Where Are the Green Sovereign Funds?
Much of the global financial sector is mobilizing behind mid-century net-zero emissions targets, recognizing the opportunities that will come with the transition to a low-carbon economy. The longer that sovereign funds remain on the sidelines, the more they and their countries stand to lose.
PARIS/MUNICH – Institutional investors are increasingly embracing the effort to achieve net-zero greenhouse-gas (GHG) emissions by 2050. Some are already implementing portfolio measures and incorporating climate factors into their decision-making. The United Nations-convened Net-Zero Asset Owner Alliance (which one of us chairs) has already welcomed 46 members, comprising pension funds and insurance companies representing some $6.7 trillion in assets under management (AUM).
The steps taken this decade will be decisive as regards hitting the mid-century target. Of the Alliance’s members, 23 have publicly issued GHG-reduction targets for 2025, which means they are committed to acting immediately.
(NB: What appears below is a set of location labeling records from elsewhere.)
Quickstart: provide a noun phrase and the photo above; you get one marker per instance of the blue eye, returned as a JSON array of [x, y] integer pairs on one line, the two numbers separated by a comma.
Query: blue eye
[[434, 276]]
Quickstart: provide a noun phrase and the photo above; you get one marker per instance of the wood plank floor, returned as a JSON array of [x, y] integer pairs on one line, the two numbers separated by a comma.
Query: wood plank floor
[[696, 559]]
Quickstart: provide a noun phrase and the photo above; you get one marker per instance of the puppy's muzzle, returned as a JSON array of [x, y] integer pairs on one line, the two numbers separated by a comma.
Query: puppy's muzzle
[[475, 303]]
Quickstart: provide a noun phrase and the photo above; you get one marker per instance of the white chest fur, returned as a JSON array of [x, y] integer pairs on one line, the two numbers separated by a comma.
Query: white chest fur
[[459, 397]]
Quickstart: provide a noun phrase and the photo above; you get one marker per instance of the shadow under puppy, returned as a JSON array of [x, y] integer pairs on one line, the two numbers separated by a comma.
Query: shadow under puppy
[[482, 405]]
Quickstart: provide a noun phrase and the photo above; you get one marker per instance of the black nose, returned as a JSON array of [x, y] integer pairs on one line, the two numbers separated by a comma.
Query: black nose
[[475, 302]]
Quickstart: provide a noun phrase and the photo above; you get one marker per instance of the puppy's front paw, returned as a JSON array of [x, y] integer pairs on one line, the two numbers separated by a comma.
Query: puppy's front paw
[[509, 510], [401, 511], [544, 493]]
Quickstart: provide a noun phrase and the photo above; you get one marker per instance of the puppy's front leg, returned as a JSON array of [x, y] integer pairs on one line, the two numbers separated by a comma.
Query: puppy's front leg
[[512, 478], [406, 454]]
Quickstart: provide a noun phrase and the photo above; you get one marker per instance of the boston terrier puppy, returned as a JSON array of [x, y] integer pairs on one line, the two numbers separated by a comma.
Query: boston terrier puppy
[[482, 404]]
The remaining five members that are required to set targets this year will declare similar interim goals soon. Net-zero initiatives are also being established in the investment-management and banking industries, representing $43 trillion and $37 trillion in AUM, respectively. And yet, sovereign wealth funds (SWFs) – representing AUM totaling around $10 trillion – are conspicuously absent, even though some are owned by governments that have adopted ambitious climate objectives.
Under existing international agreements, GHG emissions are measured at the country level, which understates the potential climate impact of countries with large foreign-asset holdings. For example, the Norwegian SWF’s total asset holdings are three times the size of Norway’s economy, and its equity-portfolio carbon emissions are around twice the country’s own total emissions.